Step 2: Preventive Action
As regular inspections reveal vulnerabilities in your pest management program, take steps to address them before they cause a real problem. One of the most effective prevention measures is exclusion, i.e., performing structural maintenance to close potential entry points revealed during inspection. By physically keeping pests out, you can reduce the need for chemical countermeasures. Likewise, sanitation and housekeeping will eliminate potential food and water sources, thereby reducing pest pressure.
Step 3: Identification
Different pests have different behaviors. By identifying the problematic species, pests can be eliminated more efficiently and with the least risk of harm to other organisms. Professional pest management always starts with the correct identification of the pest in question.
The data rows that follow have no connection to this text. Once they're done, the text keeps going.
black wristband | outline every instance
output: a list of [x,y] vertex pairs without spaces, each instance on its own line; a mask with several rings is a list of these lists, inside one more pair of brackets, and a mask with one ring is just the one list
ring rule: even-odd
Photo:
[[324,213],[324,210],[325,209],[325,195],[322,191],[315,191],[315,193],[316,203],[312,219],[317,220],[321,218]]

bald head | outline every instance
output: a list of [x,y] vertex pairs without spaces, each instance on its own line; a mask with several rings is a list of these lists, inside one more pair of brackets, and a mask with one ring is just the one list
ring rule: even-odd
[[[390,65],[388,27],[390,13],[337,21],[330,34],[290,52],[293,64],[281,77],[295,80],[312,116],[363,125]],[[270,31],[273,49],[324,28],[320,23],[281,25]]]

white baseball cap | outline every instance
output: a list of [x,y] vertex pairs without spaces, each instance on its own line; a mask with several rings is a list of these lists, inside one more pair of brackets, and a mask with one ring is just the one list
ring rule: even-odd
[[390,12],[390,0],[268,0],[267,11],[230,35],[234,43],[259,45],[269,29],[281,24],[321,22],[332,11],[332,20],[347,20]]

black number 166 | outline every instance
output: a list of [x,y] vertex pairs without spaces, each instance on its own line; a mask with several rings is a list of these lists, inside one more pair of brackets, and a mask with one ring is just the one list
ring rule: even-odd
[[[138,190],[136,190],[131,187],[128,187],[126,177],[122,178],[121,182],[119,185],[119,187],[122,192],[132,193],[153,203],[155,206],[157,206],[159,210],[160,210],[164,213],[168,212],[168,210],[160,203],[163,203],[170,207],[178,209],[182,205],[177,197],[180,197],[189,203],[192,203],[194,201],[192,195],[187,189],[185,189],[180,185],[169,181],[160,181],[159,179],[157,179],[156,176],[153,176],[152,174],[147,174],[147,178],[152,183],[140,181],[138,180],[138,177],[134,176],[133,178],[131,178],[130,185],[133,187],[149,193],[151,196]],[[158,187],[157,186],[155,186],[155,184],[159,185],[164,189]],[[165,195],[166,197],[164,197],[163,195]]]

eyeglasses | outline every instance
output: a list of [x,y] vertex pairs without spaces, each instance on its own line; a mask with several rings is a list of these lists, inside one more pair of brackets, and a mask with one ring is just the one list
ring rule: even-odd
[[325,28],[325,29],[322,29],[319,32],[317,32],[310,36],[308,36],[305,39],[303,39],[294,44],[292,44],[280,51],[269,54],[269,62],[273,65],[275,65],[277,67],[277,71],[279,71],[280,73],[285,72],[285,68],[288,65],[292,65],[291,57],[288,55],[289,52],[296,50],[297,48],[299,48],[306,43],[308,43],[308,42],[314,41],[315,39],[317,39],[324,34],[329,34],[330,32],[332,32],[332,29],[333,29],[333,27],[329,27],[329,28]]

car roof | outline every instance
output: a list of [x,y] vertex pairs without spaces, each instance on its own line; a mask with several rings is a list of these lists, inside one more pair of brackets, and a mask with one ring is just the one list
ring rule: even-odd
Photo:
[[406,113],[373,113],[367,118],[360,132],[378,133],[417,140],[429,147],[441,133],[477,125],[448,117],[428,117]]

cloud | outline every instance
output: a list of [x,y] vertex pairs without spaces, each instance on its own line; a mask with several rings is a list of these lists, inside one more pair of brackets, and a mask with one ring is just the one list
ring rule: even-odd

Make sure your pest control provider undergoes rigorous training in pest identification and behavior.
Step 4: Analysis
Once you have properly identified the pest, you need to figure out why the pest is in your facility. Is there food debris or moisture accumulation that may be attracting it? What about odors? How are the pests finding their way in – perhaps through the floors or walls? Could incoming shipments be infested? The answers to these questions will lead to the best choice of control techniques.
Step 5: Treatment Selection
IPM stresses the use of non-chemical control methods, such as exclusion or trapping, before chemical options. When other control methods have failed or are inappropriate for the situation, chemicals may be used in least volatile formulations in targeted areas to treat the specific pest. In other words, use the right treatments in the right places, and only as much as you need to get the job done. Often, the “right treatment” will consist of a combination of responses, from chemical treatments to baiting to trapping. But by focusing on non-chemical options first, you can ensure that your pest management program is effectively eliminating pests at the least risk to your food safety program, non-target organisms and the environment. You’ll also see higher pest control scores at audit time.
Step 6: Monitoring
Since pest management is an ongoing process, constantly monitoring your facility for pest activity and facility and operational changes can protect against infestation and help eliminate existing ones. Since your pest management professional most likely visits your facility on a bi-weekly or weekly basis, your staff needs to be the daily eyes and ears of the IPM program. Employees should be cognizant of sanitation issues that affect the program and should report any signs of pest activity. You don’t want to lose a day when it comes to reacting to an actual pest presence.
Step 7: Documentation
Let’s face it, the food safety auditor’s visit can make or break your business. Since pest control can account for up to 20 percent of your total score, it’s imperative that your IPM program is ready to showcase come audit time. Up-to-date pest control documentation is one of the first signs to an auditor that your facility takes pest control seriously. Important documents include a scope of service, pest activity reports, service reports, corrective action reports, trap layout maps, lists of approved pesticides, pesticide usage reports and applicator licenses.
To ensure that your IPM program reaches its potential, approach your relationship with your pest management professional as a partnership. Open communication and cooperation between you, your staff and your provider makes for a winning IPM program. The benefits are fewer headaches, safer products and better audit scores.